2014-05-08 1:07 GMT+02:00 Rich Felker <>:
> On Wed, May 07, 2014 at 11:28:58AM +0200, Paweł Dziepak wrote:
>> 2014-05-07 5:13 GMT+02:00 Rich Felker <>:
>> > On Tue, May 06, 2014 at 12:35:55PM +0200, Paweł Dziepak wrote:
>> >> However, while 4, undobtedly, is the expected value of
>> >> alignof(max_align_t) I don't think that 8 is really wrong (well, from
>> >> the C11 point of view). The standard is not very specific about what
>> >> max_align_t really should be and if the compiler supports larger
>> >> alignment in all contexts there is no reason that alignof(max_align_t)
>> >> cannot be larger than alignof() of the type with the strictest
>> >> alignment requirements.
>> >> Obviously, since max_align_t is the part of ABI it is not like the
>> >> implementation can set alignof(max_align_t) to any value or it would
>> >> risk compatibility problems with binaries compiled with different
>> >> max_align_t. Since both GCC and Clang already define max_align_t so
>> >> that its alignment is 8 on i386 I think that Musl should do the same.
>> >
>> > If we want to achieve an alignment of 8, the above definition is
>> > wrong; it will no longer have alignment 8 once the bug is fixed.
>> > However I'm not convinced it's the right thing to do. Defining it as 8
>> > is tightening malloc's contract to always return 8-byte-aligned memory
>> > (note that it presently returns at least 16-byte alignment anyway, but
>> > this is an implementation detail that's not meant to be observable,
>> > not part of the interface contract).
>> I've mentioned earlier that it seems that the only option is to use
>> GCC extensions (i.e. __alignof__) to match their definition of
>> max_align_t, just like it is done in this patch:
>> It is not nice that GCC forces malloc to support "extended" alignment
>> but I don't think there is much that can be done about it.
> I don't see how GCC "forces" this. The definition of max_align_t from
> glibc's stddef.h, which we do not use, is what forces it.

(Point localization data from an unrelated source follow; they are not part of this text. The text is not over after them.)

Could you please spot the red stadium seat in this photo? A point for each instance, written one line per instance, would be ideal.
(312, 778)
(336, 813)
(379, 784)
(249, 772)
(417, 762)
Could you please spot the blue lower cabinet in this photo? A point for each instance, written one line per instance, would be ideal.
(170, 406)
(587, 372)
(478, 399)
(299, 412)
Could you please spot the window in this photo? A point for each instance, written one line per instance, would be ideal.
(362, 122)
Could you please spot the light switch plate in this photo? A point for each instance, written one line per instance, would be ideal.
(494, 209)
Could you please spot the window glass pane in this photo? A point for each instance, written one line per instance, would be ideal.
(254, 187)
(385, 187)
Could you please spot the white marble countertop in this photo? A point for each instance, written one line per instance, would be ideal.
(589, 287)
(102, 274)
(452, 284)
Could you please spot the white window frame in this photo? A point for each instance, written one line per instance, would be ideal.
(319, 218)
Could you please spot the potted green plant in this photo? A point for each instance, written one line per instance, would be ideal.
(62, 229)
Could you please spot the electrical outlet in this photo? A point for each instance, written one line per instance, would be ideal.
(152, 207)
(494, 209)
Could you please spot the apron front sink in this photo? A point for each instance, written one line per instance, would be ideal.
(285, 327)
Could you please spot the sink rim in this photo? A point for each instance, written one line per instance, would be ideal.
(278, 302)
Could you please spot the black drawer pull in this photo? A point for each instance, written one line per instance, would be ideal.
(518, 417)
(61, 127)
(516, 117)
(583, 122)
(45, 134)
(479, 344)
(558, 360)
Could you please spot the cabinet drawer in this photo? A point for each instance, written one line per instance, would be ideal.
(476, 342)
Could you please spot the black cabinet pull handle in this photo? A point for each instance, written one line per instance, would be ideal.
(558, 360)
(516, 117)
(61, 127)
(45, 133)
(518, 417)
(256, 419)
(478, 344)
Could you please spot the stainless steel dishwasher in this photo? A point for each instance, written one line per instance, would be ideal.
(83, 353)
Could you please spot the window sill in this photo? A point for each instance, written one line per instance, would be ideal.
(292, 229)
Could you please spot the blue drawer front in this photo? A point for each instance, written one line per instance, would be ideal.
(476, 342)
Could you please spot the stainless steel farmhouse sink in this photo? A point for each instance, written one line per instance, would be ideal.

It is GCC that provides stddef.h, not glibc.

> As I see it, we have a choice whether to use the "8" definition on
> i386 or use the natural definition, which would yield "4" on i386.
> This is not an ABI issue (it does not affect the ability to use
> glibc-built object files/binaries/shared libraries with musl, nor the
> C++ name mangling ABI) but an API issue.

What about something like this?

struct foobar {
    char foo;
    alignas(max_align_t) char bar;

The binary representation of this structure depends on the definition
of max_align_t and binaries compiled with different
alignof(max_align_t) won't be compatible.